Influencer Marketing Dos and Don’ts

Social media has become ubiquitous in everyday life. There is no escaping it. Within this phenomenon, the influencer is born. Some have mind-blowing reach. Instagrammer Huda Kattan @hudabeauty has 28.1 million followers. Youtuber Pewdiepie has 67.1 million subscribers.

Not all are at that level, but you get the idea. With such large numbers, it is no wonder brands want to tap into their audiences. Their power of reach and persuasion can be equal to, if not more than, traditional brand ambassadors.

Influencer marketing connects a brand to consumers through the social media of influential people. Done right, it is an effective way to promote a campaign, product or service with a deeper conversation compared to advertising.

Some proper planning is required, however. It is not just giving away product or paying influencers. Plus, things could go terribly wrong if it is not well thought through. Earlier this year, the Hershey’s #hacerelbiensabebien (doing good tastes good) campaign in Mexico quickly became a PR nightmare.

The content published by the influencers was controversial. For example, one of the posts had an influencer handing a ball to a poor kid while a chocolate bar is sticking unnaturally out of his jeans. The backlash was immediate. Mexicans complained how insensitive and classist the campaign was by exploiting poverty.

Here are some dos and don’ts to keep in mind as you plan your influencer campaign.


Integrate actions.

Make sure the concept is part of the overall brand strategy and aligned to the rest of the communication campaign. The more synergies you can create with your marketing efforts, the more impact you will make.

Set clear KPIs.

Are you looking for follower acquisition, impressions or consumer engagement? The strategy you will follow depends on these goals. You will want to work with the big names when the objective is reach. Micro grassroots influencers have a more profound relationship with their followers and can give your brand more credibility. Find the right mix for your campaign.

Deliver a proper brief.

Give the influencers a full product description, detailing features and benefits. Providing facts, tone of voice and talking points will help them craft content that is on brand. This is not to say that you should give them scripts, but empower them to be co-creators in an authentic way.

Prepare for potential crisis.

Run through the plan with the PR team (in the case that it is a separate function in your company). They might detect any potential issues. If it includes a promo, have the legal team vet it, too.


Pick the wrong ambassadors.

Not all influencers are made equal.
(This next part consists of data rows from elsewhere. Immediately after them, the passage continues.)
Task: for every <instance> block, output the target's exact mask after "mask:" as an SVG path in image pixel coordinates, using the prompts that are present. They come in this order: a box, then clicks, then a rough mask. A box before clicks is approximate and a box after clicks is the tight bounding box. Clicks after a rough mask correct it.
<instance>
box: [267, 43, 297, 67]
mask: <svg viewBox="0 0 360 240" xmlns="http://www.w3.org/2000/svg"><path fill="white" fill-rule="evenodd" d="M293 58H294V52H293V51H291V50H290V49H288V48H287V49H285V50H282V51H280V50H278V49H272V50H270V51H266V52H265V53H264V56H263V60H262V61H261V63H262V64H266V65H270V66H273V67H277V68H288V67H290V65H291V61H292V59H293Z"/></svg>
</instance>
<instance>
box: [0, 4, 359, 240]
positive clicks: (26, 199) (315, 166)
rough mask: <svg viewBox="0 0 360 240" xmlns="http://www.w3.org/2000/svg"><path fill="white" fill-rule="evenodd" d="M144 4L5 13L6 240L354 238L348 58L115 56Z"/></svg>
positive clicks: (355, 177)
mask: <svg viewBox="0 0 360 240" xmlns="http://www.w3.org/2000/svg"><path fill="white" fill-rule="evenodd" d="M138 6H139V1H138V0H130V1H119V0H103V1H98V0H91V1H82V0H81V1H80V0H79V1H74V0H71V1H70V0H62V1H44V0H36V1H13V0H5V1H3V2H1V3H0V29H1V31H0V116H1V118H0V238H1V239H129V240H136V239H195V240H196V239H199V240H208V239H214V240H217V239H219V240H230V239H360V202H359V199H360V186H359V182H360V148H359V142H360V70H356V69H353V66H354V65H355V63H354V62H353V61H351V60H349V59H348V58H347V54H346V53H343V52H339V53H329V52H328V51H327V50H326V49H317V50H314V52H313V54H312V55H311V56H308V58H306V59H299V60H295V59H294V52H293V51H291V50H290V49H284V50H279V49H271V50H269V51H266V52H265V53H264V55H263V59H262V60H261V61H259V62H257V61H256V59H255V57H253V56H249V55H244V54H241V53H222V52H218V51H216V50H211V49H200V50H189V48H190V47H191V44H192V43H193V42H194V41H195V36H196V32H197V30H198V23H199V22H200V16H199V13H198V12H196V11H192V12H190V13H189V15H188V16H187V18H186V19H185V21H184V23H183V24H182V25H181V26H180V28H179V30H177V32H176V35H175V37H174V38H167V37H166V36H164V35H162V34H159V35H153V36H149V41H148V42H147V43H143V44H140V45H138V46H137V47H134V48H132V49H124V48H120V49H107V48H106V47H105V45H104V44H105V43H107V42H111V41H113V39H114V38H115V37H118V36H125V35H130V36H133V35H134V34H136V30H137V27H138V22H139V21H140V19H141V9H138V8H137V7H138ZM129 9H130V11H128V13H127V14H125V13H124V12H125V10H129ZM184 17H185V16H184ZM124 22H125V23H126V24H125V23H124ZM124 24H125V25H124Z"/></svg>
When preparing the list of influencers for your campaign, check out each one’s story, image, style and preferences to see if they are a good fit. Is there real affinity with the brand? Does it look authentic to be in his/her space, or would it look like a misplaced ad? Do they have the right voice for the message?

Forget that it requires resources.

Some influencers charge expensive fees, others accept product exchange. No matter what the arrangement is, budgeting is important. If you plan to run a promo, establish and reserve the amount of product required. Be clear on the terms and conditions to avoid going overboard.

Just send the product.

Treat your product with love. Make it a wow moment when they receive it. Maybe it’s the packaging, maybe it’s the way you deliver it. The idea is to get them excited about the product. It will inspire them to create more meaningful and quality content that connect with consumers.